Distribution and habitat

Almost all species are native to the tropics of the Old World, especially Africa, while one of them is pantropical and widespread in all warm and temperate regions of the world. Some species, most commonly Cynodon dactylon, grow as meadow grasses in temperate regions, where they are valued for their drought tolerance compared with other meadow grasses.

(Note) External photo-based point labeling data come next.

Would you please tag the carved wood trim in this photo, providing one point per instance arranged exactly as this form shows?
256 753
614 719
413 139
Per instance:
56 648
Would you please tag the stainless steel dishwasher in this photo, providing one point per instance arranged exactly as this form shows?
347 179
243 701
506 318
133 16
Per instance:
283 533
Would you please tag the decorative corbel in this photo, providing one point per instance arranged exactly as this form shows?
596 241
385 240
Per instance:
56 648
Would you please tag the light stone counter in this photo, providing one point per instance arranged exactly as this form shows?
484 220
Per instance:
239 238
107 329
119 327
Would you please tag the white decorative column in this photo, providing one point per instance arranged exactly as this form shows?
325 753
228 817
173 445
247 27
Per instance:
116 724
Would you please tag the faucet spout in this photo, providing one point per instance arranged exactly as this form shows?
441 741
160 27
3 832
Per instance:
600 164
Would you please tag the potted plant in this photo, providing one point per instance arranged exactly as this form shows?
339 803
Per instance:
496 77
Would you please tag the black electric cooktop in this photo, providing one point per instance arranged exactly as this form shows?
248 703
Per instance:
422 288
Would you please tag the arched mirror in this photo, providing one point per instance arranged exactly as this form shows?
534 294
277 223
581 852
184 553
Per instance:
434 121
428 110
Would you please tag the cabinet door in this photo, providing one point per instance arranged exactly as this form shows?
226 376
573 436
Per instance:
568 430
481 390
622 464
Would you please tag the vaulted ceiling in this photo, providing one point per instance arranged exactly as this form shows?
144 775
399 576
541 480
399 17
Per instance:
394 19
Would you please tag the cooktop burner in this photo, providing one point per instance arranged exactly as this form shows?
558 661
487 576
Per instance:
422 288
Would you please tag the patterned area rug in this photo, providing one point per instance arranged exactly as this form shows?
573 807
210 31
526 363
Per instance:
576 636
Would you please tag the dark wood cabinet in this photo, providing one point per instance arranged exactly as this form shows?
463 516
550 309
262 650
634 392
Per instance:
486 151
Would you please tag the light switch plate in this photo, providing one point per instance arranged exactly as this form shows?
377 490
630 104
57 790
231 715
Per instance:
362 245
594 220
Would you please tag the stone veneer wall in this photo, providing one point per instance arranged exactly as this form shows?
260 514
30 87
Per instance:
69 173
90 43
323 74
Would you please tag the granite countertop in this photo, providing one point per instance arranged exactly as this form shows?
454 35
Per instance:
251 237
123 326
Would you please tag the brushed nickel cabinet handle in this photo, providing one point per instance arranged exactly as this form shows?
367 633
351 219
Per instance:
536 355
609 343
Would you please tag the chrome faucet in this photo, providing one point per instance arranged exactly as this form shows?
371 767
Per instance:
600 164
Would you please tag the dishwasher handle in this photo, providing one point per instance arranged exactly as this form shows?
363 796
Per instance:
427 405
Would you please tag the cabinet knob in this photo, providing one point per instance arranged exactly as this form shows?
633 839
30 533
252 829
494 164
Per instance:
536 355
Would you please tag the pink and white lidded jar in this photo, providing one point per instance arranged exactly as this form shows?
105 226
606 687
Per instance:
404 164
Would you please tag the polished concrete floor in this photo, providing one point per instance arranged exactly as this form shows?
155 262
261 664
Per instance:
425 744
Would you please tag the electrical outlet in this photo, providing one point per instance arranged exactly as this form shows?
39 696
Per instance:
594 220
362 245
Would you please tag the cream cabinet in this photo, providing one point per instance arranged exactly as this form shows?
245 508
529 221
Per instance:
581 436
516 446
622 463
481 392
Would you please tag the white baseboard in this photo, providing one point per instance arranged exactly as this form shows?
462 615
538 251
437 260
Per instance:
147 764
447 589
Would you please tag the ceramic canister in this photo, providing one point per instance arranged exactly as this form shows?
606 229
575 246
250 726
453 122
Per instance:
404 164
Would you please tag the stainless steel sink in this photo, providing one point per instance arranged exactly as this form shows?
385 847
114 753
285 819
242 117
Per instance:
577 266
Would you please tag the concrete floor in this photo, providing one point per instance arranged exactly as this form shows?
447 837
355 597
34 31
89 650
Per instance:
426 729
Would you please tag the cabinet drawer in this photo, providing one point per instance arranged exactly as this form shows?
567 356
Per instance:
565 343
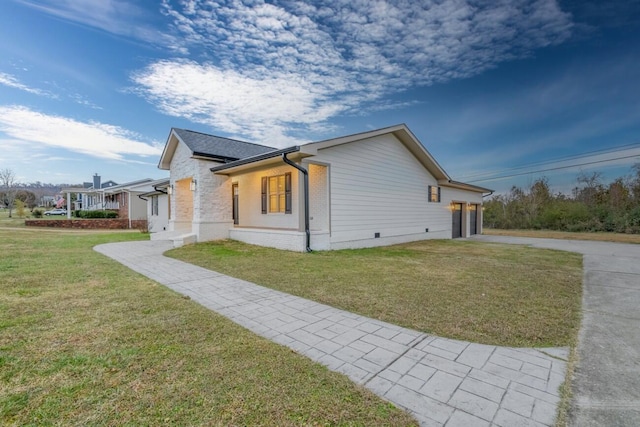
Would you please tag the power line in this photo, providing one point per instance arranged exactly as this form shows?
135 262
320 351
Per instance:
553 169
547 162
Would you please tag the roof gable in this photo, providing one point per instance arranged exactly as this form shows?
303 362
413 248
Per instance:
209 146
404 135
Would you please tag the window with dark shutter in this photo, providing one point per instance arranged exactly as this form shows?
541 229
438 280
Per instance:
264 194
287 192
276 194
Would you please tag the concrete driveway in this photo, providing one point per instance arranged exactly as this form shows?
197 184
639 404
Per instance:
606 382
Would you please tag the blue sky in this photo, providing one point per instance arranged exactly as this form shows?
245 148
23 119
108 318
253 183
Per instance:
491 88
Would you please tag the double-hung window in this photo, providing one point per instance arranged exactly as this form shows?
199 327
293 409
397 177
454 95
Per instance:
434 194
276 194
154 205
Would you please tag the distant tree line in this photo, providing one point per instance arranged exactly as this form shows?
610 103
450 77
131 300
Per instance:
29 195
592 206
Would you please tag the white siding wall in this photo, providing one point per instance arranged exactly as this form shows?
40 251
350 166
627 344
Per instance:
250 207
378 186
318 197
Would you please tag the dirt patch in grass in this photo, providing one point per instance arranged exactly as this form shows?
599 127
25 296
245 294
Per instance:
486 293
85 341
550 234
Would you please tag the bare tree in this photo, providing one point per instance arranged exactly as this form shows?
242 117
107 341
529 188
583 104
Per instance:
9 188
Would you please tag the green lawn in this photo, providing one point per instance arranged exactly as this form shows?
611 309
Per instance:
486 293
85 341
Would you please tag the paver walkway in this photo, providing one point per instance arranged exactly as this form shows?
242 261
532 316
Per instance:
606 383
442 382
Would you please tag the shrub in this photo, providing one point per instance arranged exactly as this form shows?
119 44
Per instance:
98 214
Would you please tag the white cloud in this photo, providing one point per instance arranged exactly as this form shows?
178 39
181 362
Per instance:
120 17
274 68
92 138
11 81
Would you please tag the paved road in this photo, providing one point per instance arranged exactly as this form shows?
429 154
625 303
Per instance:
442 382
606 383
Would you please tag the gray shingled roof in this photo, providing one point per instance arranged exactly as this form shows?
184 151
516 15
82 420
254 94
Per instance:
218 147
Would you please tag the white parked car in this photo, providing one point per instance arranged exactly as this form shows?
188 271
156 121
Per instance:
57 211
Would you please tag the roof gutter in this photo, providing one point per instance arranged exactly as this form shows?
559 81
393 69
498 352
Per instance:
306 198
253 159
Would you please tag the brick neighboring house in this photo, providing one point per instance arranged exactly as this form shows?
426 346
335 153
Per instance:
122 198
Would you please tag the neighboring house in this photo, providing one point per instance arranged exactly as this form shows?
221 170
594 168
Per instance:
91 195
369 189
157 206
123 198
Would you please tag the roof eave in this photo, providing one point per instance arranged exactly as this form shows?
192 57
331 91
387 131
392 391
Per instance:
464 186
261 160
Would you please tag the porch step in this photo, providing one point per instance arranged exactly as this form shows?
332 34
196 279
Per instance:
178 238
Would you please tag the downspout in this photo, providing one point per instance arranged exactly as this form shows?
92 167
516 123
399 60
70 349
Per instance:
129 203
306 198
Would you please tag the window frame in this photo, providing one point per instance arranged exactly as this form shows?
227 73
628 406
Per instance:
434 196
267 194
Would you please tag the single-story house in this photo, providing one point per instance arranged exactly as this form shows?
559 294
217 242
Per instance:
121 198
374 188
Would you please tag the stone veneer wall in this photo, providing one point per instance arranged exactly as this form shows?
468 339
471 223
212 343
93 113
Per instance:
108 224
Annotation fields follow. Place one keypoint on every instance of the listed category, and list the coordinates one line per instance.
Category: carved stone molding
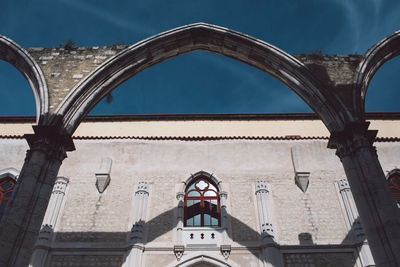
(225, 251)
(103, 177)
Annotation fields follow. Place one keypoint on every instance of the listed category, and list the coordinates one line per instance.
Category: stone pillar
(378, 213)
(272, 257)
(136, 236)
(223, 196)
(354, 224)
(43, 242)
(20, 224)
(180, 196)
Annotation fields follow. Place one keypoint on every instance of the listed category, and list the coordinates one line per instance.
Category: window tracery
(202, 204)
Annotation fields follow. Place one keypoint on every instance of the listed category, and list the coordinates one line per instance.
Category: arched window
(394, 185)
(6, 188)
(202, 207)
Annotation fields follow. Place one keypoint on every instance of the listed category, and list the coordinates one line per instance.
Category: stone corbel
(301, 176)
(302, 180)
(103, 175)
(225, 251)
(178, 251)
(45, 235)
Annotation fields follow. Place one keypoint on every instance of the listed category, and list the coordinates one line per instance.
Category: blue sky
(202, 82)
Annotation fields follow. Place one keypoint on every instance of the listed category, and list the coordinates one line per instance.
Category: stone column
(43, 242)
(272, 257)
(20, 224)
(136, 236)
(180, 196)
(354, 223)
(378, 213)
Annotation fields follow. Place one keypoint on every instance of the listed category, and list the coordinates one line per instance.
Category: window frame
(202, 211)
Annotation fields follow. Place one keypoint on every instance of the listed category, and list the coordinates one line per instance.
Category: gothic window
(202, 207)
(394, 186)
(6, 188)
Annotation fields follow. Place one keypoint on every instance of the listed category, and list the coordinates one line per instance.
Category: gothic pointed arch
(202, 207)
(12, 53)
(206, 259)
(201, 36)
(376, 56)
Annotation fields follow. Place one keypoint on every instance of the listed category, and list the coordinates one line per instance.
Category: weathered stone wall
(319, 259)
(103, 220)
(85, 261)
(64, 68)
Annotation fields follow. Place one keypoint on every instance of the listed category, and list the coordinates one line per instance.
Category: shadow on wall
(165, 223)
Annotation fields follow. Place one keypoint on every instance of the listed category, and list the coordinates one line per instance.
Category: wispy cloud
(106, 15)
(362, 25)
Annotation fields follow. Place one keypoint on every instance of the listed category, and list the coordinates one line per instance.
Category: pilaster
(137, 234)
(378, 213)
(20, 225)
(271, 256)
(354, 224)
(43, 243)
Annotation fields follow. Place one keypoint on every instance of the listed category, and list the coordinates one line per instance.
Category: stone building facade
(284, 197)
(231, 190)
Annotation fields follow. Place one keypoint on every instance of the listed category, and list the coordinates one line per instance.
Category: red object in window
(202, 207)
(6, 188)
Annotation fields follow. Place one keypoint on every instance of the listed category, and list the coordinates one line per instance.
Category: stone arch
(376, 56)
(21, 60)
(198, 258)
(198, 174)
(266, 57)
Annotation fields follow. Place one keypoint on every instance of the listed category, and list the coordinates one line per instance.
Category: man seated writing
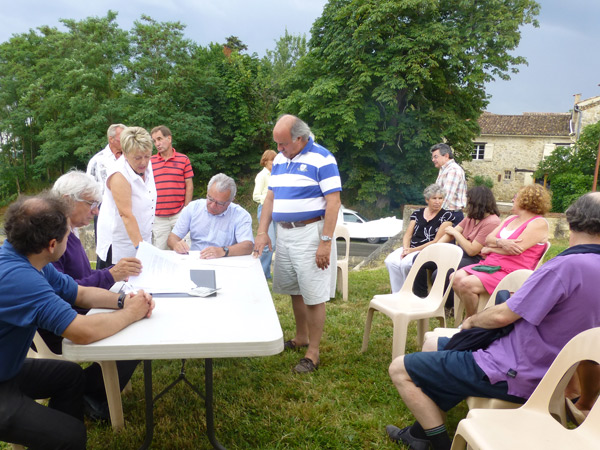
(217, 227)
(35, 295)
(556, 303)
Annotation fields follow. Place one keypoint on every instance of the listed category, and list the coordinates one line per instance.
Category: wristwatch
(121, 300)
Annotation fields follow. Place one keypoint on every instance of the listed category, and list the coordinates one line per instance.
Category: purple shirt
(557, 302)
(75, 263)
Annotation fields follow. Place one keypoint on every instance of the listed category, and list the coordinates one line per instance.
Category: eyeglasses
(93, 205)
(212, 200)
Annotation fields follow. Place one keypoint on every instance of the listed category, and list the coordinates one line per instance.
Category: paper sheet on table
(232, 261)
(161, 272)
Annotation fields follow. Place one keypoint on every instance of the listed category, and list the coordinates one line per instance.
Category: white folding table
(240, 321)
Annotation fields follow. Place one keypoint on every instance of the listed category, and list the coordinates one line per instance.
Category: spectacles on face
(212, 200)
(93, 205)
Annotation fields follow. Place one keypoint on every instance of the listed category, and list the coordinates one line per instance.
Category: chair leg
(458, 443)
(113, 393)
(367, 330)
(128, 388)
(399, 339)
(459, 308)
(422, 328)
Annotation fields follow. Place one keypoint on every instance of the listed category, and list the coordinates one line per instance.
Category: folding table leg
(208, 404)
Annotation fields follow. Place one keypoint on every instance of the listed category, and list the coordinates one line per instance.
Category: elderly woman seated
(427, 226)
(83, 193)
(517, 243)
(470, 234)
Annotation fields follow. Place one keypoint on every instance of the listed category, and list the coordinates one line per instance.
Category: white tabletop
(240, 321)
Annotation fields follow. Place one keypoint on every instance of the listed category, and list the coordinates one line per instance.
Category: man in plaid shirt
(452, 179)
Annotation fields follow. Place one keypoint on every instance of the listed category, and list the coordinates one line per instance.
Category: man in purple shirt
(556, 303)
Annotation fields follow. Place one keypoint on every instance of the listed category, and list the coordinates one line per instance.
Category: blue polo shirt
(300, 184)
(29, 299)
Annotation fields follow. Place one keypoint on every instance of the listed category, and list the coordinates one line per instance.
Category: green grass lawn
(261, 404)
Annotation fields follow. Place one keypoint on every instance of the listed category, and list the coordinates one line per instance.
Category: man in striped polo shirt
(174, 185)
(304, 201)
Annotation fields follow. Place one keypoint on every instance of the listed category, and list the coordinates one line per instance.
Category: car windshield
(354, 217)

In many cases it is considered a weed that is difficult to eradicate with herbicides or by mechanical control without damaging the rest of the vegetation due to the rhizomes and stolons that, even if they break, leave underground plant structures and then repropagate.[ citation required]

Taxonomy

The genus was described by Louis Claude Marie Richard and published in Christiaan Hendrik Persoon Synopsis Plantarum, vol. 1, no. 159, p. 85[1], 1805. The type species is: Cynodon dactylon (L.) Pers.

Etymology

Cynodon: generic name derived from the Greek χυνο, dog, and όδού, tooth, perhaps in allusion to the hard, tapered, conical basal buds on the rhizomes.

Cytology

The basic chromosome number of the genus is x = 9 and 10, with somatic chromosome numbers of 2n = 16, 18, 27, 36, 40 and 54, since there are diploid species and a polyploid series. Relatively 'small' chromosomes. Persistent nucleoli.

Species

Includes the following species:

  • Cynodon aethiopicus Clayton & J.R.Harlan
  • Cynodon barberi Rang. & Tadul.
  • Cynodon coursii A.Camus
  • Cynodon dactylon (L.) Pers.
  • Cynodon incompletus Nees
  • Cynodon × magennisii Hurcombe
  • Cynodon nlemfuensis Vanderyst
  • Cynodon parviglumis Ohwi
  • Cynodon plectostachyus (K.Schum.) Pilg.